AMAG Fails to Get Sufficient Votes for Acquisition of Allos

AMAG Pharmaceuticals Inc. (AMAG), maker of the anemia drug Feraheme, said today it didn’t get enough investor votes to support its $184.8 million acquisition of Allos Therapeutics Inc. (ALTH)

Allos, maker of the cancer medicine Folotyn, will receive $2 million to cover expenses related to the proposed deal, Lexington, Massachusetts-based AMAG said today in a statement. The drugmaker had been working with Westminster, Colorado-based Allos to complete the all-stock acquisition valued at $2.44 a share when announced in July. Based on yesterday’s closing price the value had fallen to $1.75 a share.

The accord had faced opposition from investors including hedge fund MSMB Capital Management, which said the company was overpaying. The drugmaker now is finalizing plans to “align our expense structure” with sales projections for Feraheme, Chief Executive Officer Brian J.G. Pereira said in the statement.

“It was not the most-popular deal,” Christopher Raymond, an analyst with Robert W. Baird & Co. in Chicago, wrote in a research note today. “Feraheme as a stand-alone business does have inherent value, and we continue to believe a focused, efficient commercial effort to grow the drug is likely to be just as helpful for the stock.”

Shares React

Allos rose 0.7 percent to $1.47 at 4 p.m.
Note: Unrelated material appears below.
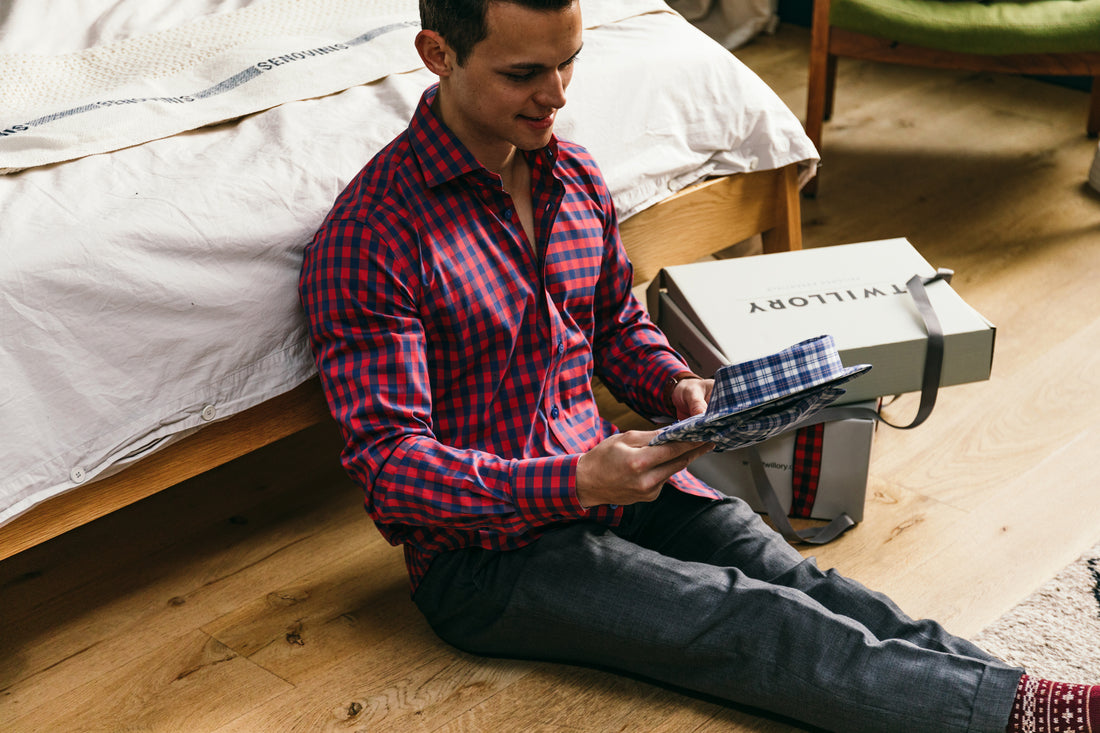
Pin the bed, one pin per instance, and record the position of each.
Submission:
(154, 208)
New York time. The shares are down 68 percent this year. AMAG fell 0.6 percent to $13.56, and the shares have fallen 25 percent this year.
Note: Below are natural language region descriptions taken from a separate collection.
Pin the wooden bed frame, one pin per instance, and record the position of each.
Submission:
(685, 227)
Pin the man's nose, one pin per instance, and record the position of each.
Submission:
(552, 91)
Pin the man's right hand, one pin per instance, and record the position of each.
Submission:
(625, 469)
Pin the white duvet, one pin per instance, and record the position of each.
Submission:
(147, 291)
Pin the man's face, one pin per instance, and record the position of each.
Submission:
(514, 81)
“While our strategy of adding products to our portfolio to leverage our infrastructure is important to our long-term success, we are committed to pursuing all opportunities to enhance stockholder value,” AMAG’s Pereira said.
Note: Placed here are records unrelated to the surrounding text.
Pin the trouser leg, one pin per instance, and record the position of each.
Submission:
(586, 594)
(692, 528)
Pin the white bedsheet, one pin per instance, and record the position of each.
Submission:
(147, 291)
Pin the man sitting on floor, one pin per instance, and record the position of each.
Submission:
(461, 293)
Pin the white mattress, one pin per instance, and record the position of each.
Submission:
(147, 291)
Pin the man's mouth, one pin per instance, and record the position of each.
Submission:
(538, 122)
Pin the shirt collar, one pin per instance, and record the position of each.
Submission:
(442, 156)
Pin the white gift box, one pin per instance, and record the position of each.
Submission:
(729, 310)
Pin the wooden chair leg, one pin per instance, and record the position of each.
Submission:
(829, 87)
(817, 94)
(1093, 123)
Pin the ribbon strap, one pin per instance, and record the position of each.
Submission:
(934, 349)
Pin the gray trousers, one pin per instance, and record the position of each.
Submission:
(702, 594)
AMAG had wanted to buy Allos to gain Folotyn, which AMAG said has a common customer base.

MSMB, which owned 5.9 percent of AMAG as of Oct. 7, had made an unsolicited bid to buy the company in August for $18 a share, or $378 million. Martin Shkreli, MSMB’s chief investment officer, said today his plans still stand.

“I have a whole management team and board of directors ready to go tomorrow,” Shkreli said in a telephone interview today. On AMAG’s plans for its cost structure, Shkreli said the company should cut jobs.

“We’ve identified 70 jobs that can be cut from AMAG,” the investor said. None of the reductions would be from the sales force, which he’d like to expand, he said.

Allos Shareholders Vote

Allos shareholders voted for the deal in a separate meeting today, Allos said in a statement. The company is “well- capitalized to fund operations through early 2014,” Monique Greer, a spokeswoman for Allos, said in a telephone interview today.

“We’re prepared right now to continue operating as we always have been,” Greer said. As for selling the company, “there’s no urgency, but of course it would be the board’s fiduciary responsibility to review any reasonable offers we might receive,” she said.

Allos had received another offer from an unidentified bidder, for $2.20 a share in cash and stock. That company withdrew its offer earlier this month, Allos said.